MOSAID announces HLNAND SSD prototype

MOSAID Technologies has unveiled an SSD prototype that shows some promising innovation over the drives that are currently available.

Where the current selection of SSD’s on the market today require eight or more channels to achieve their transfer speeds, the company has created an SSD that performs just as well on just a single channel by using HyperLink NAND (HLNAND) technology. MOSAID achieved this by using two of their 64GB HLDIMM modules arranged on each channel, combined with an INDILINX controller and system board.

"The goal of the HLNAND program is to develop advanced solutions that will significantly enhance the performance of Flash technology in commercial products," explained Jin-Ki Kim, Vice President of MOSAID’s research and development team. "Our prototype demonstrates the unprecedented level of Flash performance and flexibility that can be delivered in an SSD when implementing HLNAND technology. With our solution, SSD designers can achieve an industry leading concentration of throughput on each channel, without experiencing roll-off with heavily populated rings."

According to bit-tech, the 3.5” HLNAND SSD prototype is only able to achieve 120MB/s read and 73Mb/s write speeds per channel despite MOSAIDS claims that the drive is capable of read speeds up to 213MB/s and write speeds of up to 130MB/s. However, MOSAID claims that design limitations required them to reduce the speed of the controller from 133MHz to 75MHz, and that a production HLNAND SSD with eight channels “would operate at the full 133MHz clock to achieve read and write throughput each exceeding 1TB/s.”

MOSAID is currently looking at licensing their technology for use in several types of devices including workstations, mobile devices, and drives.

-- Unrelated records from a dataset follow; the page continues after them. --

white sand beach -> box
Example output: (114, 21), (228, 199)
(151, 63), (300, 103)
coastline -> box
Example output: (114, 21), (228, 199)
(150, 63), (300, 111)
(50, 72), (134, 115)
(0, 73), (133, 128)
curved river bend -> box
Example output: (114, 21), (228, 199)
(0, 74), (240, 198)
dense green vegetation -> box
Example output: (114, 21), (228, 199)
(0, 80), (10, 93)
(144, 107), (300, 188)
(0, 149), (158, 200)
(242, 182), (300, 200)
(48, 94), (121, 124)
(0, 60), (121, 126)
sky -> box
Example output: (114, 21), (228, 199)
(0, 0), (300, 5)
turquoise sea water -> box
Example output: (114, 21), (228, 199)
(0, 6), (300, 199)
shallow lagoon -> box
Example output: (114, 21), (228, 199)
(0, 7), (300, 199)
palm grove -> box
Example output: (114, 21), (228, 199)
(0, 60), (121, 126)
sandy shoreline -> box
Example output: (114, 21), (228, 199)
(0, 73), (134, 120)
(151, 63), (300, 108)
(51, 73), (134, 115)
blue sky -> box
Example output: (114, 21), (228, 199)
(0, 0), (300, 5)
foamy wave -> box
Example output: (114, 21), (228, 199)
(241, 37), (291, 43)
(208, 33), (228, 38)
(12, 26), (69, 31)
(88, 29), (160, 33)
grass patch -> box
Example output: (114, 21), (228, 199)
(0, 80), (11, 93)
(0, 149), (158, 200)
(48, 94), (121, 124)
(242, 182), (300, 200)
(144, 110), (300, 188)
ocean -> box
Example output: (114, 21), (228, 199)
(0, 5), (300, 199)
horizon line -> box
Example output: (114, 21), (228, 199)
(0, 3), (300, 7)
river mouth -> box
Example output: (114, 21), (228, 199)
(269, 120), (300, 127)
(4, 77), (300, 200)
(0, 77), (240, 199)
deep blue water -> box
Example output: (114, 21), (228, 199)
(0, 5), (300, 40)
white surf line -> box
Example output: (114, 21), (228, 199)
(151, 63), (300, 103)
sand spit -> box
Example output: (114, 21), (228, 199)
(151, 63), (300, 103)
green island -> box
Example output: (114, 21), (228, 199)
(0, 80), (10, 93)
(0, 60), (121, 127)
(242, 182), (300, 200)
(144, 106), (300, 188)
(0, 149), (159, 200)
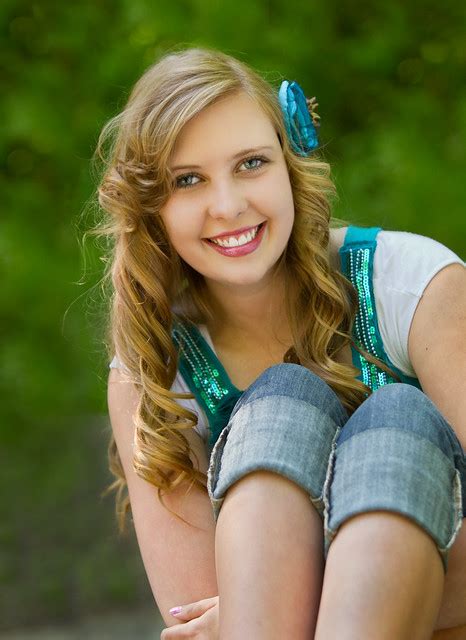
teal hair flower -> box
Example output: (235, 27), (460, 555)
(278, 80), (320, 156)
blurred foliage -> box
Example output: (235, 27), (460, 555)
(0, 0), (466, 627)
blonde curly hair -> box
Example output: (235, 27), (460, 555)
(91, 48), (397, 531)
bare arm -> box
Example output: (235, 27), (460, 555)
(108, 369), (218, 626)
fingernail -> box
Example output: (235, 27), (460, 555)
(170, 607), (181, 616)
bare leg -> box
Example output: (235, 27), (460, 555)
(315, 511), (444, 640)
(215, 471), (324, 640)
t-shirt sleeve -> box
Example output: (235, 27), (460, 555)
(373, 230), (465, 377)
(108, 355), (209, 444)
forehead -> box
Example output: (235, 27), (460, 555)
(172, 93), (279, 164)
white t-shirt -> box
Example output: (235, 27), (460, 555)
(109, 229), (466, 443)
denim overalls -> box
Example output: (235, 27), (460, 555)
(172, 226), (466, 572)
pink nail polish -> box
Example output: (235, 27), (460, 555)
(170, 607), (181, 616)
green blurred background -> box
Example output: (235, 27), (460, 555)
(0, 0), (466, 630)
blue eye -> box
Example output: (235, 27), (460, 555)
(174, 156), (269, 189)
(243, 156), (268, 171)
(175, 173), (197, 189)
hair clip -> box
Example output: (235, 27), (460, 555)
(278, 80), (320, 156)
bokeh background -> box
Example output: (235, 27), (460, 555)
(0, 0), (466, 638)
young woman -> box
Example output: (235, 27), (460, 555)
(97, 49), (466, 640)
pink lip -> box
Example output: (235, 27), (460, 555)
(205, 223), (261, 240)
(204, 223), (267, 258)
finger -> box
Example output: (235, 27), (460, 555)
(160, 622), (196, 640)
(170, 596), (218, 620)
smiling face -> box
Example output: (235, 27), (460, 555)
(160, 93), (294, 288)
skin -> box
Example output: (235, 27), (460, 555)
(161, 94), (466, 640)
(160, 94), (294, 342)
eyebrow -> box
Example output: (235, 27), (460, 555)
(171, 146), (274, 171)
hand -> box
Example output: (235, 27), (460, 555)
(160, 596), (219, 640)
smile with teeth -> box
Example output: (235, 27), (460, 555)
(209, 224), (261, 247)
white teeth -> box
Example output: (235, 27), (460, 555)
(211, 225), (259, 247)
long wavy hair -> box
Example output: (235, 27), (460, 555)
(90, 48), (400, 531)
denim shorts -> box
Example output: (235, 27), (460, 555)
(207, 363), (466, 573)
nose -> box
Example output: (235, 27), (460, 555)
(207, 178), (247, 219)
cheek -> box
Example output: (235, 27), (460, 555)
(161, 203), (201, 252)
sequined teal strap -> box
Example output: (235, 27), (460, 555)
(172, 320), (242, 446)
(339, 226), (420, 391)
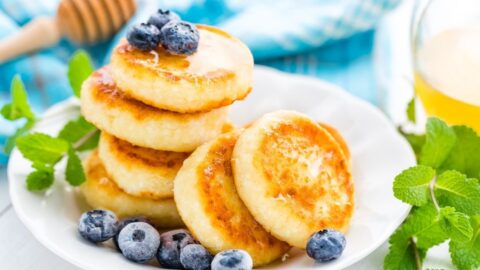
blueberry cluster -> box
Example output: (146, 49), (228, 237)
(127, 9), (200, 55)
(78, 209), (253, 270)
(307, 229), (346, 262)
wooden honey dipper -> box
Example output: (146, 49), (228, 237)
(0, 0), (136, 63)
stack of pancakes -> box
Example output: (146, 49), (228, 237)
(174, 111), (354, 266)
(81, 23), (354, 266)
(81, 25), (253, 228)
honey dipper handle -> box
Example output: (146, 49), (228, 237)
(0, 17), (60, 64)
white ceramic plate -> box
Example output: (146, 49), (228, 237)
(8, 67), (415, 270)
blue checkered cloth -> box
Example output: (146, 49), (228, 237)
(0, 0), (401, 163)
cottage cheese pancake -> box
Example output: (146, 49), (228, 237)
(232, 111), (354, 248)
(98, 132), (189, 199)
(81, 68), (228, 152)
(80, 151), (183, 228)
(111, 25), (253, 113)
(319, 123), (351, 163)
(174, 130), (289, 266)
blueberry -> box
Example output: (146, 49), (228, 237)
(307, 229), (346, 262)
(118, 222), (160, 263)
(148, 9), (180, 29)
(78, 209), (118, 243)
(127, 23), (160, 51)
(160, 21), (200, 55)
(212, 249), (253, 270)
(157, 229), (196, 269)
(180, 244), (213, 270)
(113, 217), (151, 250)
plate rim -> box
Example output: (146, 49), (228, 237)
(7, 65), (415, 269)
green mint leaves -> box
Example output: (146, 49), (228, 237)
(67, 50), (94, 97)
(393, 165), (435, 206)
(449, 216), (480, 270)
(17, 117), (100, 191)
(384, 118), (480, 270)
(1, 75), (35, 121)
(0, 51), (100, 191)
(0, 75), (36, 154)
(17, 133), (69, 165)
(65, 148), (85, 186)
(420, 118), (457, 168)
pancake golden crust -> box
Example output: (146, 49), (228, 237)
(80, 151), (183, 228)
(110, 25), (253, 113)
(319, 123), (351, 161)
(174, 130), (289, 266)
(98, 132), (189, 199)
(232, 111), (354, 248)
(81, 68), (228, 152)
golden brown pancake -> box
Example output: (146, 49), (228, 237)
(110, 25), (253, 113)
(81, 68), (228, 152)
(174, 130), (289, 266)
(80, 151), (183, 228)
(319, 123), (351, 161)
(232, 111), (354, 248)
(98, 132), (190, 199)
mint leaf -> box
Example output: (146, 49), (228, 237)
(407, 96), (417, 123)
(27, 170), (53, 191)
(435, 171), (480, 216)
(383, 239), (425, 270)
(400, 203), (448, 250)
(441, 126), (480, 179)
(68, 50), (94, 97)
(3, 120), (35, 155)
(393, 165), (435, 206)
(449, 216), (480, 270)
(398, 128), (425, 161)
(58, 116), (97, 144)
(77, 130), (100, 151)
(17, 133), (69, 164)
(65, 147), (85, 186)
(420, 118), (456, 169)
(0, 75), (35, 121)
(440, 207), (473, 242)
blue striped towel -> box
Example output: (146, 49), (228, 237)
(0, 0), (400, 163)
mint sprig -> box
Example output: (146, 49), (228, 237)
(0, 75), (37, 154)
(67, 50), (94, 97)
(384, 118), (480, 270)
(0, 51), (100, 191)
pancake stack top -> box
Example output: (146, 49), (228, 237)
(81, 22), (253, 227)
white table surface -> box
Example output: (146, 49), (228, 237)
(0, 0), (454, 270)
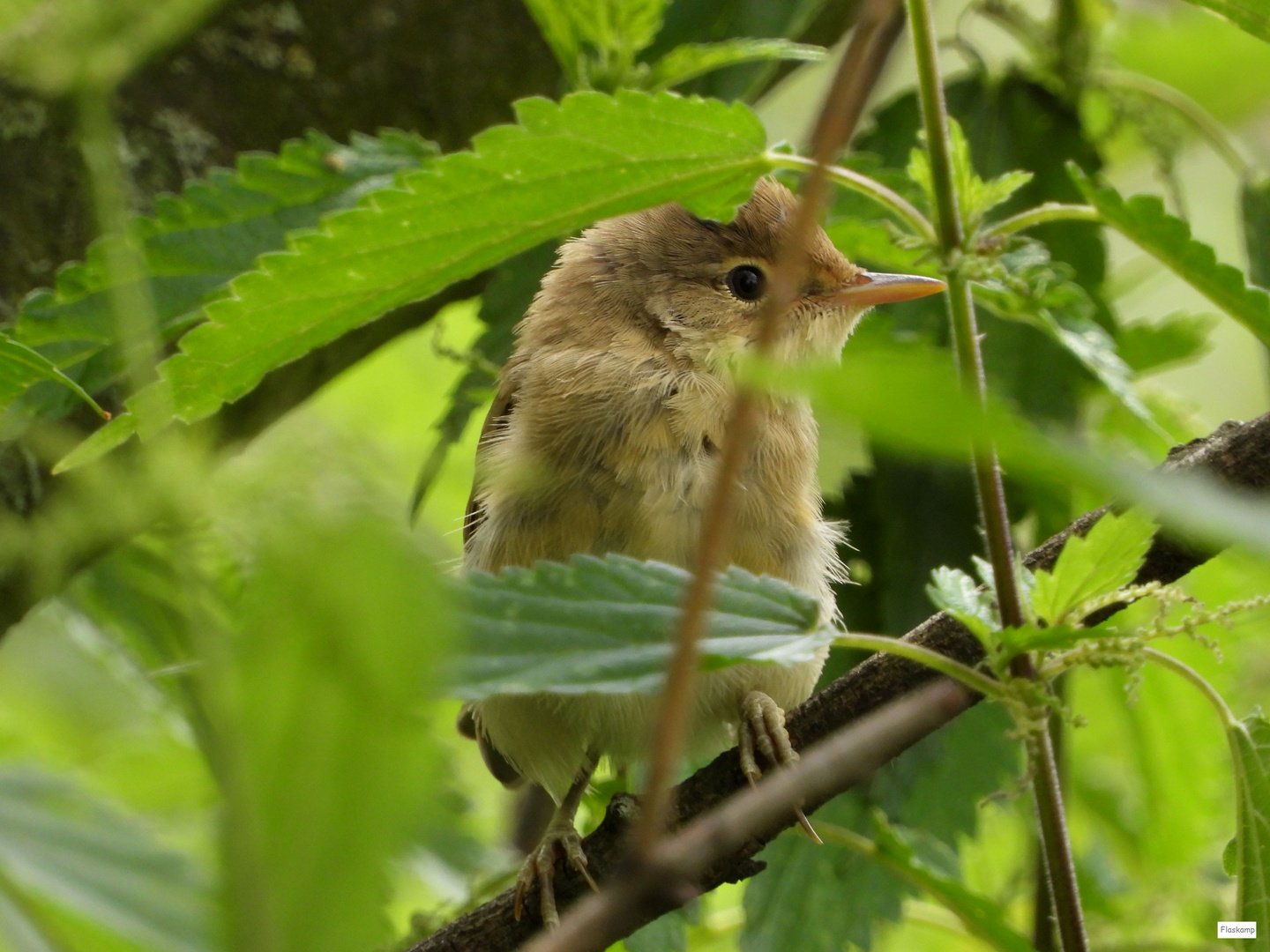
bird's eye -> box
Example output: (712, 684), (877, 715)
(722, 264), (767, 301)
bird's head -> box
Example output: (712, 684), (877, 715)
(531, 179), (944, 370)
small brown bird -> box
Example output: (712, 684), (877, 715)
(459, 179), (944, 923)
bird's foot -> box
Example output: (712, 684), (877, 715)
(512, 817), (600, 928)
(736, 690), (823, 844)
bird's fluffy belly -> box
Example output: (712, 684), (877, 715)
(473, 649), (828, 802)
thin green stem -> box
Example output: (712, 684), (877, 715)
(974, 202), (1102, 245)
(78, 87), (159, 401)
(1100, 70), (1250, 179)
(907, 0), (965, 255)
(1142, 647), (1241, 730)
(767, 152), (935, 240)
(907, 0), (1088, 952)
(833, 632), (1005, 701)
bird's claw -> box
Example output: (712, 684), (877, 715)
(512, 822), (600, 928)
(736, 690), (823, 845)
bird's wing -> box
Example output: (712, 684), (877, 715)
(464, 373), (517, 548)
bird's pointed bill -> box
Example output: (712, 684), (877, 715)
(828, 271), (947, 306)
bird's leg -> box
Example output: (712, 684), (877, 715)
(512, 754), (600, 928)
(736, 690), (823, 844)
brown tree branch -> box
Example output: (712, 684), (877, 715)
(410, 413), (1270, 952)
(526, 678), (974, 952)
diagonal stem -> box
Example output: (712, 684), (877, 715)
(907, 0), (1088, 952)
(634, 0), (914, 858)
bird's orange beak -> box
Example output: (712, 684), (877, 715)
(825, 271), (947, 306)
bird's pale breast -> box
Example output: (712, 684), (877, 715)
(465, 348), (840, 799)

Devices using HLNAND 64GB NAND Flash memory devices and HLDIMM modules will likely make their debut in the enterprise market first, and at a price well out of reach to the average consumer.

If it’s true that manufacturers will have the ability to chain up to 255 flash devices on a single channel with no loss in data throughput, as MOSAID claims, we should at least see some pretty impressive high-capacity devices being developed in the near future.